Cobbler’s Pegs are used in the treatment of inflammation, cancer and diabetes. They also have antibiotic potential, as they are antibacterial, antifungal and wound healing. It is both sad and ironic that we spend billions each year on the treatment of these diseases while this prolific plant is sitting right under our noses being much maligned as an ‘invasive weed’.

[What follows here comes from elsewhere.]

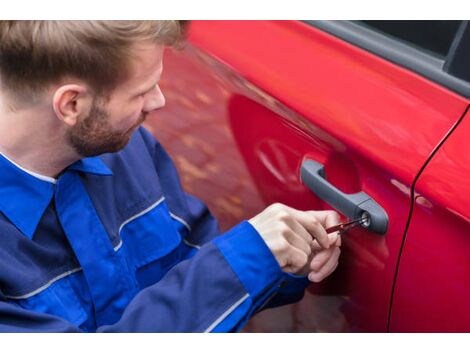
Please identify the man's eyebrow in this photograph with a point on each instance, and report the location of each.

B. pilosa has been reported to be useful in the treatment of over 40 disorders. The main systems being:
Gastrointestinal – Stomach-ache, colic, constipation, diarrhoea, dysentery, appendicitis, enteritis, gastritis, intestinal worms, haemorrhoids, stomach ulcers, bacterial infections in the gastrointestinal tract,
Respiratory – Asthma, sore throats, colds, flu, tuberculosis, cough, earaches
Infections – Acute infectious hepatitis, conjunctivitis, renal infections, yellow fever, malaria,
Female reproductive – Menstrual irregularities, period pain, morning sickness
Systemic – Cancer, diabetes, metabolic syndrome, inflammation, arthritis, hypertension
Externally – Cuts, burns, wounds, snake bites, nosebleeds
How to use it as medicine
All parts of the plant have traditionally been used as ingredients in folk medicine, including the leaves, flowers, stems and roots. It is usually prepared as a dry powder or tincture for external use and as a powder, maceration or decoction when used internally.
Harvest the leaves during the growing season and dry the plant for tea.
For use as an antimicrobial use juiced fresh leaves or a fresh plant tincture. Many of the active constituents are soluble in alcohol but not in water.
Fresh Plant Tincture
You can use whole fresh plant including the seeds, leaves, stem, and roots.
You will need:
A jar with a lid that can be screwed on tightly
Enough Vodka to fill your jar
A label to stick on your jar
Sterilize a jar in the dishwasher or by boiling it for 10 minutes.
Roughly chop the Bindens or if in the field pull it apart with your hands.
Fill the jar with freshly picked Biden’s pilsoa. Allow enough room for the plant material to move when shaken.
Fill the jar with vodka.
Screw lid on tightly
Label with: Name of the plant. Date made. Date finished (6-8 weeks from making day), the vodka or alcohol used including the percentage of alcohol.
Store for 6-8 weeks
Pour into an amber coloured glass bottle and cap tightly.
Label with: Name of the plant. Date made, the vodka or alcohol used including the percentage of alcohol.
Store in a cool dry place. The tincture should last several years.
Dose: 45 to 90 drops or 2 – 5 mls in water up to 4 x daily.
Armed with this information I hope you can start to experiment with this incredible plant and get to utilise it for all its amazing healing properties.